La belle au bois dormant arrachée de son sommeil

La construction de routes forestières financées par la Confédération, la mécanisation progressive de la récolte du bois et l'utilisation de câbles-grues modernes, d’abatteuse et d’hélicoptères ont conduit à un abandon progressif de la tyrolienne Valtellina à Ramosch. Au fil du temps, les broussailles ont envahi la base des piliers de la tyrolienne, les câbles métalliques ont sortis de leur support et ont commencé à disparaître sous une couche d'aiguilles et de branches.

Ils rouillaient sur place en toute tranquillité jusqu'à ce que Mario Riatsch ait eu l'idée, en 2007, d’arracher la tyrolienne désaffectée à son sommeil centenaire et de la reconstruire dans son triage forestier en tant qu’installation de démonstration. "Je pense avoir hérité de mon grand-père le plaisir de faire des expériences avec des poulies et des câbles métalliques. Il était entrepreneur forestier et devait souvent se servir de tyroliennes. Pendant la Seconde Guerre mondiale, il exploitait par exemple une tyrolienne longue de 2 km pour transporter des pins de montagne jusque dans la vallée, où le bois était ensuite utilisé pour faire fonctionner des voitures équipées de chaudières à bois. J’ai ainsi pu récupérer de nombreuses pièces de rechange dans sa cabane à outils pour réparer la tyrolienne Valtellina."

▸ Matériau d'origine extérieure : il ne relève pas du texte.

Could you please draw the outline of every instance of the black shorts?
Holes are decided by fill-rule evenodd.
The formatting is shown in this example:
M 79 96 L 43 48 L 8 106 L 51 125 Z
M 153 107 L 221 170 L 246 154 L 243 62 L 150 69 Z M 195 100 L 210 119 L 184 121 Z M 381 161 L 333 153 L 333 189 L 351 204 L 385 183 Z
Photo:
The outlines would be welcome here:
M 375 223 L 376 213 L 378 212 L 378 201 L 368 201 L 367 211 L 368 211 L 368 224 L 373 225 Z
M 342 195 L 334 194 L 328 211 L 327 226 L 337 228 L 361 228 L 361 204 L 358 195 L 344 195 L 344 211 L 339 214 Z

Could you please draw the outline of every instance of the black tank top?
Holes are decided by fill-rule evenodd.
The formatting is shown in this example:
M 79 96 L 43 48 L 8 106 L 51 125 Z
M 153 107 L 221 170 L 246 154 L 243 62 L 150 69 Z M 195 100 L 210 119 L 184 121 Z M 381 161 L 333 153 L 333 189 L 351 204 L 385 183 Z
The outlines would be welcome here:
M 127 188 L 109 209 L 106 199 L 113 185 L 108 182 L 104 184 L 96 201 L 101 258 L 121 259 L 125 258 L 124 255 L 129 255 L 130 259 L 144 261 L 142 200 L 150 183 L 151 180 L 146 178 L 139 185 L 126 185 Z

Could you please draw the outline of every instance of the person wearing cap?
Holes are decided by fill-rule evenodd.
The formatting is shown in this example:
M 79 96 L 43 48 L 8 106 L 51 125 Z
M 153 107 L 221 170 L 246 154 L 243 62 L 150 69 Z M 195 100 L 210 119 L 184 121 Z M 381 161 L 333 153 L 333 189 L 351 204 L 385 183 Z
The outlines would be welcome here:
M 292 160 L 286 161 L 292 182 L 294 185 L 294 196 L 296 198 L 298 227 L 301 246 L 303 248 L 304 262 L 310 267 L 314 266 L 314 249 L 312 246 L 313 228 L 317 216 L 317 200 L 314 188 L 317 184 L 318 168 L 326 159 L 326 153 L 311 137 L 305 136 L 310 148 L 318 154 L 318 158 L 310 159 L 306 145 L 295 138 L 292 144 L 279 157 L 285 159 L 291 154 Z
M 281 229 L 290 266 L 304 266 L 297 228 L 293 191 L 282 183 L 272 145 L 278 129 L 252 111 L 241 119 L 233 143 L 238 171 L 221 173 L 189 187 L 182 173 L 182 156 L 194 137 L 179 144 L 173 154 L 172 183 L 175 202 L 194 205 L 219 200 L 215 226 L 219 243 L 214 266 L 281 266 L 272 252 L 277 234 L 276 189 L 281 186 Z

La commune de Ramosch a accepté la démarche de Riatsch. "Ils étaient satisfaits que quelqu'un se décide finalement à enlever cette tyrolienne - ou mieux à l’éliminer", dit Mario Riatsch. Les différents éléments de la tyrolienne ont été démontés puis emballés dans de grands sacs pour être transportés par hélicoptère du Val d'Assa à Sur En. Les collaborateurs de l'exploitation forestière créèrent une tranchée dans la forêt au-dessus du terrain de camping et reconstruisirent la tyrolienne, avec l’aide de bénévoles, sur une longueur ramenée à 320 m pour un dénivelé de 45 m.
 

Visite de la tyrolienne Valtellina près de Sur En

Les groupes intéressés par une visite de la tyrolienne Valtellina peuvent s’adresser à Mario Riatsch (voir la rubrique Contact).

La tyrolienne Valtellina

... est un téléphérique de type circulaire. Il se compose de deux câbles porteurs (le brin porteur et le brin à vide) et d’un câble tracteur circulaire. Le câble tracteur épissé sans fin passe sur une poulie de déviation aux niveaux des stations aval et amont; c’est à la station aval que le câble est normalement précontraint. La force de gravité des charges suspendues permet un entraînement sans moteur. Ces charges sont accrochées à deux chariots roulants (à une ou deux roues) parallèlement au câble porteur.

Comme son nom l'indique, la tyrolienne est nommée d’après la vallée italienne de la Valteline. C’est là qu’elle aurait été construite en premier et qu’elle aurait servi au transport du bois dans les hautes vallées alpines. Cependant, d'autres sources avancent que la première utilisation de la tyrolienne Valtellina eut lieu en 1888 au Val Traversagna (Roveredo / GR). L’inventeur de ce mode de transport aurait été Stiliano Togni de Roveredo. Lors de l'Exposition nationale de 1896 à Genève, il s’était vu décerner une médaille de bronze pour l’invention de son téléphérique.